Diet culture in the 1950s was so pervading, even the sitcoms captured it. Women could never escape the ads -- in magazines, on billboards, and on TV. It was ingrained in Grandma's brain -- and probably more as it applied to her own weight than to anyone else's. In hindsight, I feel for all of the women of the 1950s who were around my grandmother's age. How could any woman come out of that time period not feeling even a little bit fatphobic? It wasn't their fault; it was the fault of unrealistic, absurd beauty standards. While even today, we have a long way to go on the societal fatphobia front... we have far more education on the subject now than women like Grandma had access to.
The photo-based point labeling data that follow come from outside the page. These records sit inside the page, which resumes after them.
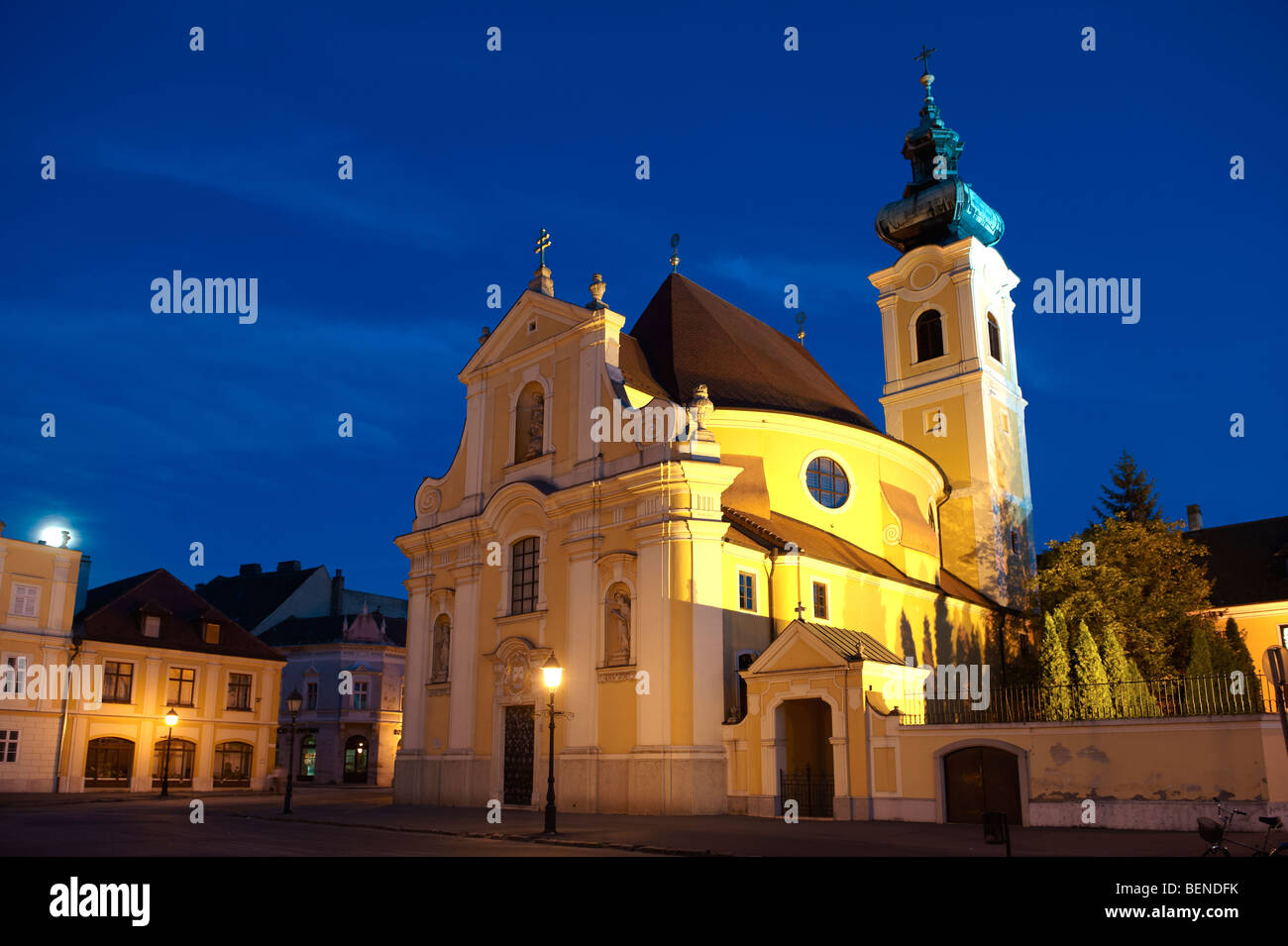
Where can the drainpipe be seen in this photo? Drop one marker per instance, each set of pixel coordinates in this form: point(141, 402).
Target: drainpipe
point(867, 756)
point(62, 719)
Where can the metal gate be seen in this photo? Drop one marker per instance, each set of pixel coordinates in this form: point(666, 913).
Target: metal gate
point(811, 791)
point(518, 755)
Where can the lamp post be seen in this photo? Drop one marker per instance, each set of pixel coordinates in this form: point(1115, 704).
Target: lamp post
point(292, 704)
point(553, 672)
point(171, 719)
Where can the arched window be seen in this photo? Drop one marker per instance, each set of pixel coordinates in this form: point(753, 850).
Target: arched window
point(529, 422)
point(232, 764)
point(442, 644)
point(930, 335)
point(827, 481)
point(523, 576)
point(108, 762)
point(183, 755)
point(995, 339)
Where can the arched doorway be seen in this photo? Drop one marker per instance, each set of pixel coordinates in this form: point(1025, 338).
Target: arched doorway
point(805, 774)
point(108, 762)
point(978, 779)
point(356, 761)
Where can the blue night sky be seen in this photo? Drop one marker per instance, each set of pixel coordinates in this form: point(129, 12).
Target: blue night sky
point(772, 166)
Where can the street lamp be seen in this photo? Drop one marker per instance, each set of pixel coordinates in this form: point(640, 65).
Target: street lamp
point(171, 719)
point(553, 674)
point(292, 704)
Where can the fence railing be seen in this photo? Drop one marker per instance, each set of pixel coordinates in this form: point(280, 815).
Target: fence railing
point(1170, 696)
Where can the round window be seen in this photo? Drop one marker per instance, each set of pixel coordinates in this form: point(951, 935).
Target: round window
point(827, 482)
In the 1950s, no one spoke out against fatphobia. Today, visit the right corner of TikTok and you'll hear the voices of activists slamming fatphobia, calling for an end to beauty standards and more accommodating seating on airplanes. We have so much more work to do, but based on the ad below from Grandma's era, we've definitely made some headway. This ad encourages women to smoke cigarettes when feeling "tempted" to "over-indulge." There's nothing healthy about such an endorsement -- and we wouldn't see an ad like this one today.

Ad copy courtesy of Skinney Med Spa
Ad copy courtesy of Skinney Med Spa

All of that said, I don't think Grandma was sounding the alarm for me because of her fatphobia -- though I didn't realize that fact at the time. She's no longer with us to confirm or deny, but I believe, in my heart, that her number-one concern was my health. While she did drop the hints, and they were humiliating, they came from a place of wanting me to have a healthier life than the one I was on the road toward. Obesity does run in our family, and she was watching it overtake me before her eyes. I don't necessarily agree with her method of expressing her aforementioned concern, but if there's one thing I know about my grandmother, it's that she loved me like very few people have. And that love was unconditional. The love side of the metaphorical scale far outweighed the not-so-subtle side with my grandmother. My appearance was never, ever cause for her to show me any less love than the enormous amount that she gave. And I later realized that she wasn't embarrassed by that appearance.


Now that I'm finally in a much healthier place, I wish Grandma was here to witness what I'm becoming. No, I'm not "doing it for her," I'm still "doing it for me," but I can't help but hope she'd be proud (and relieved). To clarify -- I don't hope she'd be proud of my size or my "figure," as the women of the 1950s called it. I hope she'd be proud that I am heading down a road that will lend itself to a longer life and more self-esteem. I hope she'd be proud that I'm doing the hard thing that I was never able to do before, a mission I couldn't complete while she was still alive. That I'm one less person she'd have to worry about (though, knowing her, she'd find other reasons to worry... if you knew her, you know!). And while this mission is not about "size" or "figure," I hope she'd be happy that I'm happier with my appearance than I used to be.


Knowing how much my health and my life meant to her, I wish that Grandma could see me now. And I hope that somehow, somewhere, she does.